The Responsible Offshore Development Alliance, a coalition of fishing industry associations and companies, signaled on Monday its intent to sue the Bureau of Ocean Energy Management by filing a petition with the First Circuit US Court of Appeals seeking clarification on which court is the most appropriate to hear the challenge.

In a press release, the alliance criticized the Bureau of Ocean Energy Management for its hasty approval of Vineyard Wind and the agency’s failure to take into account the concerns of the fishing industry. The alliance said the design of Vineyard Wind bunches the turbines too close together and fails to take into account the cumulative environmental impact of building dozens of wind farms along the East Coast.

“BOEM has failed to sincerely consider any mitigation measures beyond those voluntarily suggested by the investment banks and multinational energy giants to which it is leasing federal lands and waters.

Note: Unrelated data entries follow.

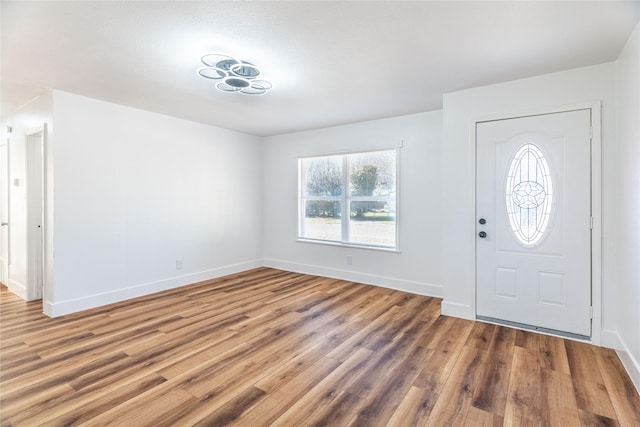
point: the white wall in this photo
(135, 191)
(31, 116)
(418, 267)
(628, 204)
(461, 109)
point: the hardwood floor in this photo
(268, 347)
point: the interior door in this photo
(533, 229)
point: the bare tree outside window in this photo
(359, 188)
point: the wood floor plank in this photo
(591, 392)
(270, 347)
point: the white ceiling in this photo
(331, 62)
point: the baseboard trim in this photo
(92, 301)
(453, 309)
(17, 288)
(610, 339)
(418, 288)
(630, 363)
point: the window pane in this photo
(372, 222)
(529, 195)
(373, 174)
(322, 220)
(323, 176)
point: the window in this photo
(529, 195)
(349, 198)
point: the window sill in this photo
(349, 245)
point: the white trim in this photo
(610, 339)
(454, 309)
(35, 239)
(596, 208)
(631, 364)
(418, 288)
(300, 155)
(17, 288)
(97, 300)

Climate change must be addressed, but in a way that deliberatively minimizes these emerging technologies’ direct impacts to marine ecosystems, biodiversity, and food security,” the alliance said in a press release.

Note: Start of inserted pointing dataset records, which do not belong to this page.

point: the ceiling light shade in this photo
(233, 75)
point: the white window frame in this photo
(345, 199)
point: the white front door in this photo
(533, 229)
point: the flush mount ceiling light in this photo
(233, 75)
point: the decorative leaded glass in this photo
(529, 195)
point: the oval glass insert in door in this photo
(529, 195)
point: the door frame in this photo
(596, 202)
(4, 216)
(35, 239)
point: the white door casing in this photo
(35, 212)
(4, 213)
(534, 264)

The alliance’s concerns are not new. Just as wind energy proponents criticized the Trump administration for delaying action on Vineyard Wind for several years, the Responsible Offshore Development Alliance criticized the Biden administration for quickly reversing course after the election and giving the wind farm a quick approval.

The Responsible Offshore Development Alliance is the second group to challenge Vineyard Wind in court. Late last month, two Nantucket residents backed by a group of think tanks and beachfront property owners filed suit seeking to block Vineyard Wind until regulators can assure the safety of the endangered North Atlantic Right Whale.

The lawsuits raise the possibility that litigation might be a way to slow and possibly kill wind farms that state and federal officials are counting on to decarbonize the economy. Cape Wind, which sought to become the nation’s first wind farm, was stalled and eventually killed when lawsuits made it impossible to retain investors and begin energy production on time.